I thought that too at first, but then realized that the numerator is e^(x) and not e^(2x), which would have made it a lot simpler. had it been e^(2x) i could have used ln(f(x))

 

[da_willem]

Do a change of variables e^x to z, this yields a standard integral of the arctangent.

 

[cristo]

Sorry, I misread that! Anyway, willem's idea seems the way to go!

 

[foges]

Yeah i tried that on the test, but didnt get too far, probably cause i havnt worked too much with arctangents (arcsins or arccosins for that matter) in calculus.

I prety much put down (1/3)arctan(e^(x)/3), but it gave me the wrong answer (PS: it was the finite integral from 0 to ln(3), so i could test it on my calculator)

 

[Gib Z]

Well \int \frac{e^x}{(e^x)^2 +9} dx is what makes the substitution u=e^x easier to see. du = e^x dx

That makes the integral \int \frac{1}{u^2+9} du which is of the arctan form, but if you haven't learned that then use the substitution u= 3 tan theta.

 

[foges]

Thanx,
Well my formula booklet says: integral of 1/(a^2+x^2) = (1/a)arctan(x/a) + c

Using that logic and substitution, i got: (1/3)arctan(e^(x)/3), which isn't right. what did i do wrong here?

Using e^x =3tan(theta) I am left with dx= 3sec^2(theta) d(theta), which turns out ugly

 

[Gib Z]

Forget about replacing u with e^x with respect to my suggested substitution for now.

\int \frac{1}{u^2+3^2} du = \frac{1}{3} \int \frac{1}{\sec^2 \theta} \cdot \sec^2 \theta d\theta = \frac{1}{3} \theta + C = \frac{1}{3} \arctan (u/3) + C = \frac{1}{3} \arctan (\frac{e^x}{3}) +C which turns out the same as your formula booklet! that's because for solving that general integral, we use u=a tan theta!

Why in the world do you think that's not correct!

 

[foges]

for two reasons, firstly because calculating the finite ingtegral from 0 to ln(3) i get a different answer than using that formula (TI-83 plus). Secondly, when graphing that equation and the original equation it doesn't look like the first derivative to me.

Maybe I am just screwed up and tried everything in the wrong mode or something.
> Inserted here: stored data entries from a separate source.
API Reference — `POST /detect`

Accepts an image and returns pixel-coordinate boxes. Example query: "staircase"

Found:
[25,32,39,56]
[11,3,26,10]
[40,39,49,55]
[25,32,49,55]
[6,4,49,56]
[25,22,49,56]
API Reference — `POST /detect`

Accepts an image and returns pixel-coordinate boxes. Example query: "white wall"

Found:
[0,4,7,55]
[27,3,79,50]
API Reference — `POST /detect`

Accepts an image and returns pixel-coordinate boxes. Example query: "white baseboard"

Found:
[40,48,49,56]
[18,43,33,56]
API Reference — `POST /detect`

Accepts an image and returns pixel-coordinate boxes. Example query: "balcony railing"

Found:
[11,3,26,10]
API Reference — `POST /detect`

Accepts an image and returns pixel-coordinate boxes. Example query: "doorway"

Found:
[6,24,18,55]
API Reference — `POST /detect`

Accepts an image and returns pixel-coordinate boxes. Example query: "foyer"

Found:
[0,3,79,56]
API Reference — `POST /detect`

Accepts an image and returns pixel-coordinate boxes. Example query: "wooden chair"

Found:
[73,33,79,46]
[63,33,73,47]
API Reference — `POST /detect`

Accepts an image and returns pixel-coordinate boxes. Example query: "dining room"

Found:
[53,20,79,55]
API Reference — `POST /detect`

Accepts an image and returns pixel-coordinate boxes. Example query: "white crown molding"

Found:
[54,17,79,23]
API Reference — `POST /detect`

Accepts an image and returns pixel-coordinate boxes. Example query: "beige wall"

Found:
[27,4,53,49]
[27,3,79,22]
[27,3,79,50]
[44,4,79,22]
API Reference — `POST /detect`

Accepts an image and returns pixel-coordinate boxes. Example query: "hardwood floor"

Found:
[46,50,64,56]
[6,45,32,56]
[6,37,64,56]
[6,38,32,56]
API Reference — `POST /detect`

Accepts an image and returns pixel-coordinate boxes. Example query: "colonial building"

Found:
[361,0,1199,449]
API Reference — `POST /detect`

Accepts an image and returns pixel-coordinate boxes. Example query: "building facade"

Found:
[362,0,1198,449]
Using that formula, the answer will be in radians right?

Thanx for your time btw

 

[Gib Z]

When EVER we do calculus, everything is in Radians thanks :P

Now the answer I get is \pi/12 - 1/3 \arctan (1/3), which turns out around 0.154549203. If that TI 83 plus is different, then I can finally be assured i know more than a calculator.

 

[Office_Shredder]

foges, when you say taking the finite integral from 0 to ln(3), you mean you take the integral from 0 to ln(3) of the original integral in your first post, then compare it to

\frac{1}{3}*(artcan(e^{ln(3)}/3) - arctan(e^0/3))

 

[foges]

Ok, just re did it on my calculator and i got that answer, so strange, maybe i subtracted arctan(0) or had it in the wrong mode or something. Anyways, thanks for the help.